Native plant restoration first starts with soil solarization (learn more about that cool process that involves lots of plastic!). Once the soil has been solarized we can plant. In 2018 we solarized 1/2 acre and then planted 3,700 native plants. These were mostly bunchgrasses, wildflowers and shrubs for the drier areas with some wetland wildflowers, sedges, and rushes to supplement and diversify the area near the spring and ponds. We also spread native seed--six grass species and two wildflower species, yarrow and blue flax. This year, we solarized 1/3 acre and have planted 2,500 new native plants and again spread native seed.

So, how are all these plants doing?
In short, great, thanks to lots of care and tending from staff and volunteers! Volunteers spent some of the past winter helping put plants back in the ground that were either pulled out by deer or pushed out by frost. Then, there was lots of weeding in spring! Solarization did a great job of reducing nonnative annual grass germination, but there were seed species that the solarization heat did not kill and areas that were not solarized that needed plenty of attention. Come summer, our new plants needed water! The first summer, even for drought-adapted species, is always hard on plants so we set up an irrigation system and had volunteers help with watering. Huge thanks to all the volunteers who helped with deer patrol, weeding, and watering this past year!

We were also pleased to see that plant survival and seed germination was better than expected! The transformation of a sea of cheatgrass and tumble mustard into diverse native pollinator habitat is exciting. While, several “weedy” native species showed up this spring (yes, natives can be invasive too), we thinned those fast-growing species to make room for some of the slower growing natives. Similarly, the native yarrow was VERY successful this year. Yarrow loves disturbance, and the "yarrow blanket” we currently have should decrease over time. In the meantime, the yarrow is an important plant for pollinators and may be protecting grass seedlings from the hot sun in the driest months. 

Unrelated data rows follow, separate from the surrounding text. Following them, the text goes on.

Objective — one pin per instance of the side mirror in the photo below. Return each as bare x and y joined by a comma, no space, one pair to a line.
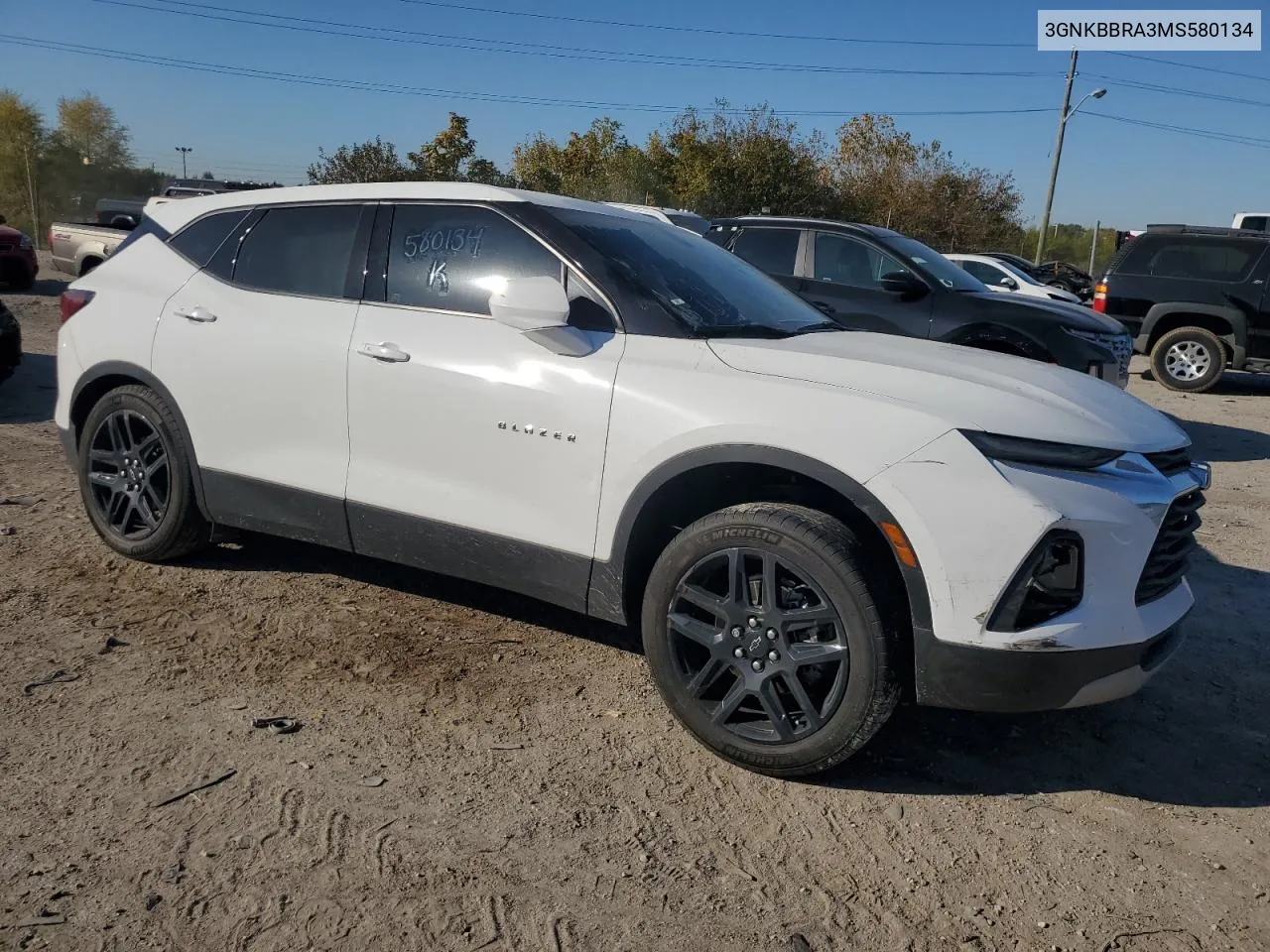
905,284
530,304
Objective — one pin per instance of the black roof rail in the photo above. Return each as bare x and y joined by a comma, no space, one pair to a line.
1205,230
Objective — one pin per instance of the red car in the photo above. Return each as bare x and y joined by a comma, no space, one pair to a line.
18,264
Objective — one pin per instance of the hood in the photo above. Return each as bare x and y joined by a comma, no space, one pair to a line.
966,389
1044,308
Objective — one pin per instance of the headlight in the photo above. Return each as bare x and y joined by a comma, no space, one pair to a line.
1039,452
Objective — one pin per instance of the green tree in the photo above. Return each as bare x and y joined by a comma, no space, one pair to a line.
444,158
89,128
23,141
362,162
742,163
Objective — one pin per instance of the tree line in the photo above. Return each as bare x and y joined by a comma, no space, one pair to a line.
729,162
716,163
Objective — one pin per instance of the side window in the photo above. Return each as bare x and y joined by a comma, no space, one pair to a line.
1194,258
453,257
199,240
300,250
983,272
772,250
844,261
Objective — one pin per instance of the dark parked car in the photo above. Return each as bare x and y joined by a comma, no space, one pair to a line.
876,280
1196,301
10,343
18,264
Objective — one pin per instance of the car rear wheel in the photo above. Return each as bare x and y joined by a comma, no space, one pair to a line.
1189,359
765,642
135,477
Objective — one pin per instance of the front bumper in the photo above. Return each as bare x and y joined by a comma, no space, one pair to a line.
1125,624
1015,682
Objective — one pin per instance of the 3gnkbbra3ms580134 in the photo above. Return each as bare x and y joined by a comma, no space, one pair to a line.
611,414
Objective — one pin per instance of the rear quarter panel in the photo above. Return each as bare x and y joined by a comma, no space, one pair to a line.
130,294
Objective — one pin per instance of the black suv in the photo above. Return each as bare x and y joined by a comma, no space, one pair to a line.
876,280
1194,298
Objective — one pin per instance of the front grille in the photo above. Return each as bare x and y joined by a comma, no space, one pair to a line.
1166,565
1171,461
1119,344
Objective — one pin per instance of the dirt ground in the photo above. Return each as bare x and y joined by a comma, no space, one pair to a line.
480,772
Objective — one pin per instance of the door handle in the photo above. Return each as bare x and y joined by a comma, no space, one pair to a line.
195,313
386,352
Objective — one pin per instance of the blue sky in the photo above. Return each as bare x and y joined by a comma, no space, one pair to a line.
1124,175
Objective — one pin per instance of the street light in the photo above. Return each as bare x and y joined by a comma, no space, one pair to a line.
1058,151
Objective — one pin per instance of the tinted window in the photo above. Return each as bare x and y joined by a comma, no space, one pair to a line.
772,250
1194,258
199,240
983,272
701,286
303,250
844,261
453,257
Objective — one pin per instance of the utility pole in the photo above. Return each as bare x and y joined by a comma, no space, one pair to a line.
1053,166
31,190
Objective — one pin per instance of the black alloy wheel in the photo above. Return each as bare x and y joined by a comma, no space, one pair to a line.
758,647
128,474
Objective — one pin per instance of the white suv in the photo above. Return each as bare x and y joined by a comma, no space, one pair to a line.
583,405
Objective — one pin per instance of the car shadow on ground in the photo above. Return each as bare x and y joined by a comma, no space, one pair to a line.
44,287
1218,443
254,552
1197,735
31,393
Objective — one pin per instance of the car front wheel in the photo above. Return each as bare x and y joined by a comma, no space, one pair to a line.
1189,359
765,642
135,477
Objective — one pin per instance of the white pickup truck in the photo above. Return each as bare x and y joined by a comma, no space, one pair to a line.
77,248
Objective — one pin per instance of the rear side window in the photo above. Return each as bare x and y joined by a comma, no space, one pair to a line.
844,261
199,240
303,250
1193,258
451,258
772,250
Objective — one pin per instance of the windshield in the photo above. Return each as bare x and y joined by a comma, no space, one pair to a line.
935,264
710,291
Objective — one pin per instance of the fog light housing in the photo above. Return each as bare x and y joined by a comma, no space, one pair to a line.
1049,583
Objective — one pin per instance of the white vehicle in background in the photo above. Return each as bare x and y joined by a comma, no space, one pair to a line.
630,421
1002,276
1251,221
680,217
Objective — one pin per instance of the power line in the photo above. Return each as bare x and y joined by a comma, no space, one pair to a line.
1188,131
1192,66
300,79
394,35
1179,90
710,31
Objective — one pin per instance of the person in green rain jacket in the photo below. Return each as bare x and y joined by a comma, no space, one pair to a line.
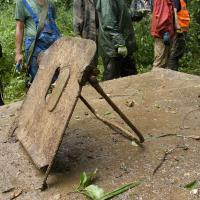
116,39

The native plant restoration at Hindman Springs will take many years to mature and evolve to a state where it can take care of itself. In the meantime we will continue to manage it, including weeding and monitoring changes. Here's a visual of all our progress:

The Hindman barn in 2003 surrounded by non-native weeds. Photo: Land Trust.
The Hindman barn in 2003 surrounded by non-native weeds. Photo: Land Trust.

 

The Hindman barn in November 2018 with the first round of new native plants! Photo: Land Trust.
The Hindman barn in November 2018 with the first round of new native plants! Photo: Land Trust.






 

The Hindman barn in September 2019 with lots of flourishing native plants. Photo: Land Trust.
The Hindman barn in September 2019 with lots of flourishing native plants. Photo: Land Trust.

 

This restoration is part of a larger effort to preserve and restore the historic Hindman Springs portion of Camp Polk Meadow Preserve. We re-built the Hindman Springs Area trail in August of 2017, stabilized the Hindman barn in January of 2018, created a new historic interpretive trail in June 2019, and have been working to restore native vegetation since 2018.

The Hindman Springs portion of Camp Polk Meadow Preserve has a long history as a historic wagon road stopping station, farm, and ranch--150 years of history before the Land Trust acquired the Preserve. This use had an impact on native vegetation in and around the barn and has led to a major effort to restore native plants in the area.



Many thanks to the Oregon Community Foundation Historic Trails Fund, the Roundhouse Foundation, the Laird Norton Foundation, East Cascade Audubon Society, and private donors for making the Hindman Springs Area Preservation and Restoration possible.